You can either try to boot your existing system (and then reinstall grub), or you can use some sort of repair system to reinstall grub first. I assume since you're asking this that you don't have a boot floppy.
A Knoppix CD is your best option. You can either use it to boot your existing system, or just boot Knoppix, reinstall grub, reboot, and things should be okay.
If you don't have Knoppix, various install disks will let you boot to an existing partition if you know its name and number. If they give you a boot prompt, append "root=/dev/hda2", or whatever partition your install is on if not hda2, to the kernel's arguments and that might get you in.

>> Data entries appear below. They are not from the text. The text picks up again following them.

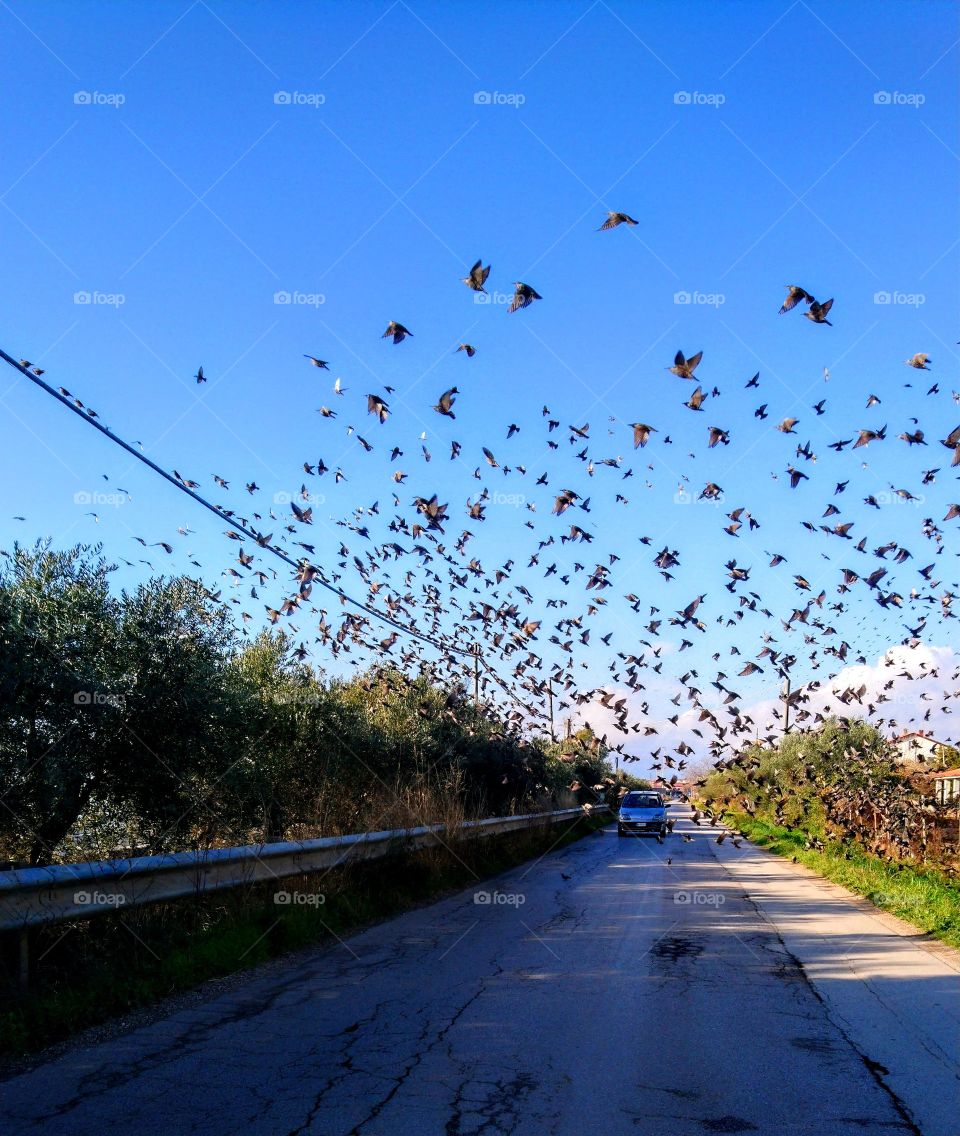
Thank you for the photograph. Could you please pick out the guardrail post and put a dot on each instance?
(23, 959)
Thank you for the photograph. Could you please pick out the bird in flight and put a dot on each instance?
(523, 297)
(477, 277)
(818, 311)
(684, 367)
(397, 331)
(794, 294)
(614, 219)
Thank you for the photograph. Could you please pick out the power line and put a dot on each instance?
(224, 516)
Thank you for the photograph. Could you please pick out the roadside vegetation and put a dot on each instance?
(926, 898)
(143, 721)
(835, 800)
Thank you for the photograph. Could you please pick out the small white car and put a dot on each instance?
(643, 812)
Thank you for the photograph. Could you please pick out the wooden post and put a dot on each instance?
(786, 706)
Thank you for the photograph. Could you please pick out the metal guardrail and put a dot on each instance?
(32, 896)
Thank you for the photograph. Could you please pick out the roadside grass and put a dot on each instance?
(88, 972)
(923, 896)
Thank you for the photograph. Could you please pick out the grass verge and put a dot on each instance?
(923, 896)
(90, 971)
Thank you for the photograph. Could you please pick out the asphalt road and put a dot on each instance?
(615, 986)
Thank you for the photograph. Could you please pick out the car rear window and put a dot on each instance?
(641, 801)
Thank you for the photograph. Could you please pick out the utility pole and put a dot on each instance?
(786, 704)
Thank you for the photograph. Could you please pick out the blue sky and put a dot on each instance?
(181, 165)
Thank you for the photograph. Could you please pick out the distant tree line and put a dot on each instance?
(144, 720)
(840, 780)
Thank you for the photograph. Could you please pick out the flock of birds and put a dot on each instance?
(407, 568)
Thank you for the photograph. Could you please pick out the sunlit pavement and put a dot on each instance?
(685, 987)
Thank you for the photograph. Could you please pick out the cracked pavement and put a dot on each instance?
(724, 992)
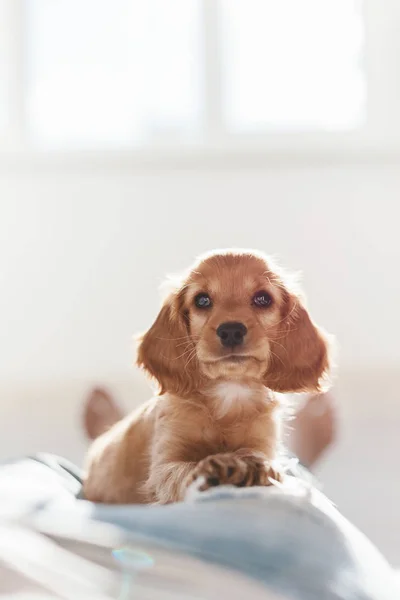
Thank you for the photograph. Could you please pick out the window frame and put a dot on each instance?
(379, 137)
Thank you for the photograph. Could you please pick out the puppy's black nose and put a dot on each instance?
(231, 334)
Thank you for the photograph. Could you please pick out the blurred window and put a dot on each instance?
(136, 73)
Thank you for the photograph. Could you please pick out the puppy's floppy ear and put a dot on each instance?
(299, 359)
(167, 351)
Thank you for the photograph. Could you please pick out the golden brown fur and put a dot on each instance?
(216, 415)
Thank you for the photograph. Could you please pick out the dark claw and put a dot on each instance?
(213, 481)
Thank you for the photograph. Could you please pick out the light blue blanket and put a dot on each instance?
(289, 538)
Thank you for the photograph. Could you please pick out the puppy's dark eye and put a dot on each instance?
(202, 300)
(262, 299)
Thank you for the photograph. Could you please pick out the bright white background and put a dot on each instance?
(85, 240)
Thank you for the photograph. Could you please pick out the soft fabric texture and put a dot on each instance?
(288, 539)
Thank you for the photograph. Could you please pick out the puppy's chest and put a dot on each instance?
(238, 419)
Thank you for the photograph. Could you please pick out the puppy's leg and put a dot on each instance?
(242, 469)
(168, 481)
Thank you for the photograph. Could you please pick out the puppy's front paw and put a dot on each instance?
(230, 469)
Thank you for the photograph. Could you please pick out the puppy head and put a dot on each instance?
(234, 317)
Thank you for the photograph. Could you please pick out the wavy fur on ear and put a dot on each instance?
(300, 359)
(167, 353)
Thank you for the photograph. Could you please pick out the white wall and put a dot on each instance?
(82, 253)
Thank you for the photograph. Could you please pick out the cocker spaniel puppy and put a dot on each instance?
(231, 333)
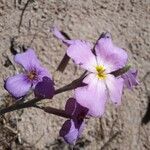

You can try some RH9 boot/install floppy for the above, or your RH9 install CDs, or a Slackware repair kit. With the latter two you'll also be able to get to a shell prompt (the RH9 CD should offer you some sort of help about this when you boot it up), chroot into your existing installation, and run grub-install from there. You can get the slack repair disks at <
ftp://ftp.cerias.purdue.edu/pub/os/s...lackware-10.0/>. Pick up an appropriate bootdisk from the bootdisks directory, and then the rescue.dsk from the rootdisks directory.
If you have a nonstandard system (unusual hardware, ReiserFS root partition, etc.) you'll need Knoppix. It's always a good idea to have a Knoppix CD around anyway (just as it's a good idea to make a boot floppy when the installer suggests that you make one
).
It's not a huge problem, just potentially tedious. Good luck.